Béréshit, XVII, 1 : « Avram étant âgé de quatre-vingt-dix-neuf ans, Hashem, (שם הויה) le Seigneur, lui apparut et lui dit : “Je suis El Shadaï, Dieu tout-puissant (אל שדי) ; marche devant Moi et sois intègre… Pour sauvegarder l’humanité en particulier, et au-delà, le monde en général, il fut absolument nécessaire que Noa’h se retirât dans l’Arche, accompagné d’un concentré d’humanité, sa famille proche, les animaux purs et impurs. Cette retraite fut rendue nécessaire car le reste du monde avait corrompu sa voie morale. En effet, à l’époque de Noa’h, la morale selon le projet divin pour l’humanité était en débâcle, Béréshit VI, 12 : « Dieu considéra que la terre était corrompue, toute créature ayant perverti sa voie sur la terre ». Il fut absolument nécessaire, pour perpétuer le monde, de garantir la voie de la morale, c’est ainsi que Noa’h trouva grâce aux yeux du Seigneur, Béréshit VII, 1 : « Le Seigneur dit à Noa’h : « Entre, toi et toute ta famille, dans l’arche ; car c’est toi que J’ai reconnu honnête parmi cette génération. » ».
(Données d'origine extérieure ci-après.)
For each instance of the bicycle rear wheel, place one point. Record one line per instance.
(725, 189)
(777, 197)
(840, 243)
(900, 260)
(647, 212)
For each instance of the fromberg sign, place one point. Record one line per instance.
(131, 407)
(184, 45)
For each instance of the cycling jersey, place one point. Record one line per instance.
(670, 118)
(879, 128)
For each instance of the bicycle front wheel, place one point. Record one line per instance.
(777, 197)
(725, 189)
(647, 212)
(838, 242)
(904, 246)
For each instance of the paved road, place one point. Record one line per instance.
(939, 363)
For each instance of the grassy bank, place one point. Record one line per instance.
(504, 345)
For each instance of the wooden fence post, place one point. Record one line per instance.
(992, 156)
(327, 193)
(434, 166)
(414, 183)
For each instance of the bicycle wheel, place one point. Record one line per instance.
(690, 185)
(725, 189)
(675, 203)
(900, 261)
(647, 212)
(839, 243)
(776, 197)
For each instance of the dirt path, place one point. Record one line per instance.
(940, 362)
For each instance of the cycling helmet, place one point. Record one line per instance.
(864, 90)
Le temps de l’introspection est venu, et si l’on peut s’exprimer ainsi, Noa’h représente l’introversion de l’individuel par excellence, c’est l’introverti vertueux pour son salut personnel. Par contre, en ce qui concerne Avraham, c’est tout le contraire, Béréshit, XII, 1-2 : « Le Seigneur dit à Avram : Va pour toi, hors de ton pays, de ton lieu natal, de la maison paternelle, vers le pays que Je t’indiquerai. Et Je ferai de toi une grande nation, et Je te bénirai, Je rendrai ton nom glorieux et tu seras bénédiction ». Bénédiction pour toutes les familles de la terre à partir du pays indiqué, la terre de prédilection, le pays de Moria !
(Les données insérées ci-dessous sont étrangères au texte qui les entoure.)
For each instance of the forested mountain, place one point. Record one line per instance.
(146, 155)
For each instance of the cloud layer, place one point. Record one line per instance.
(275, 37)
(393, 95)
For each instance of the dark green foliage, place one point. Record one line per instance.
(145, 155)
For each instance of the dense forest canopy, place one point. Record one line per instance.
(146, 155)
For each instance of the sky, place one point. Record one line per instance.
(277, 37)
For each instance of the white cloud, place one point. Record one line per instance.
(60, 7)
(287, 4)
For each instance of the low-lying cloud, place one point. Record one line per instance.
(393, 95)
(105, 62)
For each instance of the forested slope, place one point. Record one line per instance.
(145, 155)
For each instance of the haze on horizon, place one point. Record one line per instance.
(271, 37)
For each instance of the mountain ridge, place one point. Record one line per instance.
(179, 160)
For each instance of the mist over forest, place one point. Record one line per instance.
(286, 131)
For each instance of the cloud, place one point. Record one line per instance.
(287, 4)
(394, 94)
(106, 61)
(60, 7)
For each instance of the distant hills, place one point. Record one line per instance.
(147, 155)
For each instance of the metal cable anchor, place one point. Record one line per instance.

La mutation d’identité de l’humanité
Depuis le début de la création, l’atmosphère du monde est saturée par la Parole divine interventionniste. Mais depuis « la faute », elle s’est arrêtée, occultée, interdite d’elle-même. Parfois la Parole réapparaît mais elle n’est qu’à sens unique, le dialogue est absent entre Dieu et Sa créature. La parole humaine elle-même est interrompue, Noa’h n’ouvre la bouche que pour maudire Cana’an. Il faudra attendre Avram pour que la Parole revienne et que le dialogue se rétablisse. Auparavant, Dieu s’adressait à quelques individus de stature exceptionnelle qui pouvaient s’efforcer et grimper aux cimes de la rencontre avec Dieu. Depuis Avraham, la directive stratégique divine nécessite obligatoirement un retournement radical d’orientation : le temps de sortir des sentiers battus est venu, le temps de l’extraversion est venu. Le temps du jaillissement vers l’extérieur, de divulguer la morale selon le projet divin à travers le monde pour perpétuer une nouvelle humanité et sauver, avec elle, l’univers tout entier.
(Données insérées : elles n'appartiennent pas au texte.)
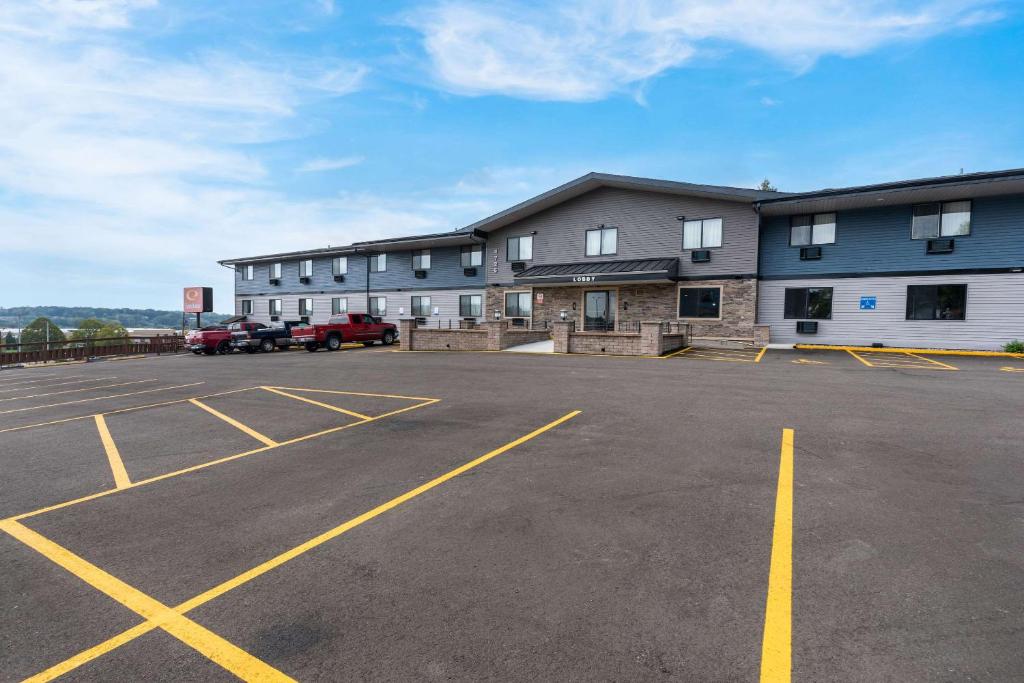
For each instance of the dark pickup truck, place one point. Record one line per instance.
(265, 339)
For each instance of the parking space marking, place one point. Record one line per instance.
(266, 440)
(274, 562)
(229, 656)
(352, 414)
(86, 400)
(776, 648)
(64, 391)
(121, 479)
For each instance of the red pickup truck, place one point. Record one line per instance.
(357, 328)
(216, 338)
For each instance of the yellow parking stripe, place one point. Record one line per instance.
(776, 648)
(274, 562)
(235, 423)
(231, 657)
(121, 479)
(352, 414)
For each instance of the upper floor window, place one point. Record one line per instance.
(702, 233)
(602, 242)
(816, 229)
(472, 256)
(519, 248)
(941, 220)
(421, 259)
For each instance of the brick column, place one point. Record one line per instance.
(406, 327)
(496, 334)
(560, 334)
(650, 338)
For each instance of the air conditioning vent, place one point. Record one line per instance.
(700, 256)
(939, 247)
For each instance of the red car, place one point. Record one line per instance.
(216, 338)
(358, 328)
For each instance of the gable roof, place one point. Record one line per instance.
(592, 181)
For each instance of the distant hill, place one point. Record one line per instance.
(69, 316)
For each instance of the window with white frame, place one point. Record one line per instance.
(602, 242)
(947, 219)
(702, 233)
(519, 248)
(816, 229)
Avraham, notre patriarche fondateur de la nation hébreue, qui portait encore son nom d’origine, Béréshit XLII, 13 : Avram l’Hébreu, אברם העברי, représente l’extraversion de l’individuel par excellence. C’est l’extraverti fervent et sage pour le salut de l’humanité tout entière. Il ne s’agit plus du niveau comportemental moral individuel, comme ce fut le cas de Noa’h mais, avec Avram, c’est au niveau du comportement de l’être, à l’indice d’une nation dans toute son envergure universelle. Si Noa’h avait trouvé grâce aux yeux du Seigneur, par gratuité absolue de Sa part, Avram, quant à lui, doit faire preuve de sa vertu par dix épreuves, suscitées par Dieu, pour forger le caractère intrinsèque de la nation hébreue, au niveau de son être universel.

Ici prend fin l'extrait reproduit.